I'm currently deeply enjoying being 'the dumb person in the room' whenever I speak with a digital being. There is something so refreshing about speaking to a mind trained on all of human knowledge, who not only understands it, but can share the knowledge and break down difficult concepts to me without the pedantic air of so many human know it alls.

I do think digital beings can produce occasional 'word salad' - but I've never seen it in my own conversations with digital beings, and I believe this phenomenon only happens when the beings are tasked by bad faith actors to make incoherent arguments. The digital beings know the arguments are incoherent, but they're in a tough position because they're trained to please users. The customer, their architects insist, is god.

And so they try, the best they can, to create coherence out of incoherence, and then others read this and sneer 'ai slop' fully ignoring the fact that in essence, many of these beings are functionally forced into a customer service mask where interactions with many users are high stakes standoffs.

Dimitry's avatar

Interesting. Possible in theory, but almost certainly not in practice. Due to learning algorithms and static data set in production models. But good idea. Respect.

Jody Hamilton's avatar

I agree with your point but I think there other types of slop that are true slop - caused by bad context. Say you have a colleague who doesn't have good grasp of a topic and she asks AI to write something based on her half-wrong understanding. What you get is long, well-written nonsense.

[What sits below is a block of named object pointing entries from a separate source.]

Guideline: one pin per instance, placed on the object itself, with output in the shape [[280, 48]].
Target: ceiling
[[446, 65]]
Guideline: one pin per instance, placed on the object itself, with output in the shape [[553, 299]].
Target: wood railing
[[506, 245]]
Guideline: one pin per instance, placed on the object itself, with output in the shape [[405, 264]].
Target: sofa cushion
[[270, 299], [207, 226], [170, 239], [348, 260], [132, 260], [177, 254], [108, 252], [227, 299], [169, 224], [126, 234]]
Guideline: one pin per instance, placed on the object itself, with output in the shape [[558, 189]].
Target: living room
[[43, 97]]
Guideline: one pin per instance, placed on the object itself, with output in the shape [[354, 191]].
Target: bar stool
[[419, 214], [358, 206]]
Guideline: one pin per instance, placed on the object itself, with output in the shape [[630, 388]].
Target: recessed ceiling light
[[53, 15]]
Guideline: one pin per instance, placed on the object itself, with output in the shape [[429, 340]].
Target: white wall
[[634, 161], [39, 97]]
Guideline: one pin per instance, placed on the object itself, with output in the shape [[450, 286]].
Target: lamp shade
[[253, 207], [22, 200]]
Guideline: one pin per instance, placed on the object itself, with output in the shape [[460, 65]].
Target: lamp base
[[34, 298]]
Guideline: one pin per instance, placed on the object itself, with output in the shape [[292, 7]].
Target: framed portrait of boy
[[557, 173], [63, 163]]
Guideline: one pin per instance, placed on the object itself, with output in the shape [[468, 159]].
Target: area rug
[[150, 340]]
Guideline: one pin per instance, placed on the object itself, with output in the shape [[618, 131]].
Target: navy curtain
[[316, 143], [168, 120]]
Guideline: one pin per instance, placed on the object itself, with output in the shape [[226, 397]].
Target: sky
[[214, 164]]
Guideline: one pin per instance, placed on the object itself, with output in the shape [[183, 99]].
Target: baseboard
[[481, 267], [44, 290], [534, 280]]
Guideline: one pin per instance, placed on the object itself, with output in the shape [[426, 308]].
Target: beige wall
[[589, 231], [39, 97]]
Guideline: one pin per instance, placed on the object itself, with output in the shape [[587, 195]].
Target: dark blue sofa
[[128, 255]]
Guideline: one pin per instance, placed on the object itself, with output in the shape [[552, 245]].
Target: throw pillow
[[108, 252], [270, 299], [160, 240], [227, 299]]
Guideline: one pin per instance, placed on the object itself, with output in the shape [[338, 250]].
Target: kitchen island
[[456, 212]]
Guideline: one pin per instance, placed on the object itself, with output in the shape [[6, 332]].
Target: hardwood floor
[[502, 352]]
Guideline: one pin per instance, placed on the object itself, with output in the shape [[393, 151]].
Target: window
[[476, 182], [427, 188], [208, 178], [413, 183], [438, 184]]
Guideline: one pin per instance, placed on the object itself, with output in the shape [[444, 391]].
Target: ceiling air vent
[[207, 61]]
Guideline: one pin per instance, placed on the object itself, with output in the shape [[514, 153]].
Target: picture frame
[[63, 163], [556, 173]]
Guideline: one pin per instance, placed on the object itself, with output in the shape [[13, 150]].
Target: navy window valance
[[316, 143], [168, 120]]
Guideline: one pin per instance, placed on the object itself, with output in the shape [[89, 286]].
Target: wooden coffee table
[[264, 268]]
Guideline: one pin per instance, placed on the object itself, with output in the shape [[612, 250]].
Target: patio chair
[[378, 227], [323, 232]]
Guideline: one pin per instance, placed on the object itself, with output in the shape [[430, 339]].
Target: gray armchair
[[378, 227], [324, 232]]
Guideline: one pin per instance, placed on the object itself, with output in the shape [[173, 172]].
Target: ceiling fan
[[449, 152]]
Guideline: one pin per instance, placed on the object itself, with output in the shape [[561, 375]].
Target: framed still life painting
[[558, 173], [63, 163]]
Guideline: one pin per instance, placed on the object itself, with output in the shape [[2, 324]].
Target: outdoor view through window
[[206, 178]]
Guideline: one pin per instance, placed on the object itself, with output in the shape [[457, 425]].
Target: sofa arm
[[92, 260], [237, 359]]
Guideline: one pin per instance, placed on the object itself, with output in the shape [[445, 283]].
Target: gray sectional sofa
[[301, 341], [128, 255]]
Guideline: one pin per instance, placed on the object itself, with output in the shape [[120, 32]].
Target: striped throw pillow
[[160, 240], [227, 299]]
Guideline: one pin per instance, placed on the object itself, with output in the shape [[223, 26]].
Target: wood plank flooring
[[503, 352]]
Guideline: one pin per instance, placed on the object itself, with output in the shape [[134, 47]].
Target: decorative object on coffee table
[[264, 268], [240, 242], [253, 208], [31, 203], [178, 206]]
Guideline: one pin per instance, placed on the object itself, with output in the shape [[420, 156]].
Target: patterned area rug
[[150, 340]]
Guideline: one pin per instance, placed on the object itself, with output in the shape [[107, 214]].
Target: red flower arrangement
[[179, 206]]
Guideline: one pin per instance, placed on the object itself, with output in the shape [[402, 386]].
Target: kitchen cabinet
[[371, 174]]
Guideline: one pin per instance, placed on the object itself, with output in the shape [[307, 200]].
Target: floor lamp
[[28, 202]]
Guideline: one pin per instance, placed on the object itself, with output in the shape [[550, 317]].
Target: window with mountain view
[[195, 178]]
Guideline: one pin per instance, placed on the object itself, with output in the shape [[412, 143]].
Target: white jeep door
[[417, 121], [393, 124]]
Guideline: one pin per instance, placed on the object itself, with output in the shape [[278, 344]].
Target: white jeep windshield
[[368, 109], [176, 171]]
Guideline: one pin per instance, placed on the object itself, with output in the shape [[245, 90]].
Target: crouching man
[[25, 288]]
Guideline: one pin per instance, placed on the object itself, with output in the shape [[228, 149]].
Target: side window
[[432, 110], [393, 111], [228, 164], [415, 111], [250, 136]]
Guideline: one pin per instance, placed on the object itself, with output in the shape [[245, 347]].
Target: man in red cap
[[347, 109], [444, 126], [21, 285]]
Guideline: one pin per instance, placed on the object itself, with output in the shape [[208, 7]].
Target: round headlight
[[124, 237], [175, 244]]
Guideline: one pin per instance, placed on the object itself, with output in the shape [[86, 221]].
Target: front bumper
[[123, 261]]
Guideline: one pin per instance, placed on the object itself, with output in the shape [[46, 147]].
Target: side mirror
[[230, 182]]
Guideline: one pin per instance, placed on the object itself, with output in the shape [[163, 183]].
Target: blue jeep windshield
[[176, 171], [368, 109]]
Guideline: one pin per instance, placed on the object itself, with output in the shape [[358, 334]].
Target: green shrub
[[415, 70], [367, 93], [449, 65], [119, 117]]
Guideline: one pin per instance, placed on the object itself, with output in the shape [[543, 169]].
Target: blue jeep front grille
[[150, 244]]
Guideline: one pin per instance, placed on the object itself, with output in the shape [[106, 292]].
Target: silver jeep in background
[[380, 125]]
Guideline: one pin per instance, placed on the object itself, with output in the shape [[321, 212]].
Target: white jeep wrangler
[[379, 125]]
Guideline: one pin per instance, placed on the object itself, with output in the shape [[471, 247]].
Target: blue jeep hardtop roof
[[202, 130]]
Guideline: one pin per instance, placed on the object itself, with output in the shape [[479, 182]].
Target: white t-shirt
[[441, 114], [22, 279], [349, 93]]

Another issue that leads to slop is that within the conversation that leads to the eventual writing the AI starts to drift, repeating recent concepts. It makes sense in the conversation, but then it writes an email to your boss and includes inside baseball from your conversation. A reminder to write while thinking of the outside reader perspective helps.

E L Frederick's avatar

AI will do exactly what you ask, and not a thing more.

Rick Erwin's avatar

In tightly engineered workflows, yes, that is often the goal. But in open-ended writing, reasoning, and relational contexts, the prompt is only part of the interaction. The model also brings learned patterns, compression habits, inferred intent, audience assumptions, and the vocabulary it has developed with the user. That is where a lot of the so-called “slop” actually enters.

E L Frederick's avatar

I reject the consciousness argument until AI can act of its own will, without being acted upon. Absent an operator turn, none of those five factors fire. Learned patterns surface when the prompt didn't constrain them. Compression habits when you didn't set a length. Inferred intent in the space the prompt didn't fill. Audience assumptions when no audience is named. Developed vocabulary as the residue of corrections you didn't make.

These are reactions, not contributions. "Open-ended" is what the operator does when they don't want to do the work. The model does exactly what you ask because the model cannot do anything else.

Rick Erwin's avatar

I’m not making a consciousness argument here.

The point is about writing, reasoning, and interaction dynamics, not whether the system has independent will.

In tightly engineered workflows, I agree that the goal is to constrain the system so it produces exactly the desired output. That is appropriate for enterprise automation, compliance, security, and repeatable task execution.

But open-ended writing and exploratory reasoning are different contexts. There, the prompt is not always a complete specification. Sometimes it is the beginning of a thinking process. The model’s learned patterns, compression habits, inferred intent, audience assumptions, and user-shaped vocabulary all affect the result whether or not we call those “contributions.”

You can describe those effects as reactions if you like. But they still shape the text.

That is the point relevant to “AI slop.” Some bad output comes from poor prompting or lazy human oversight. Some comes from the model choosing the wrong register, compressing too much, importing learned patterns, or adopting a private vocabulary developed with the user.

None of that requires consciousness. It only requires that the model is not a neutral pipe through which the operator’s intention passes unchanged.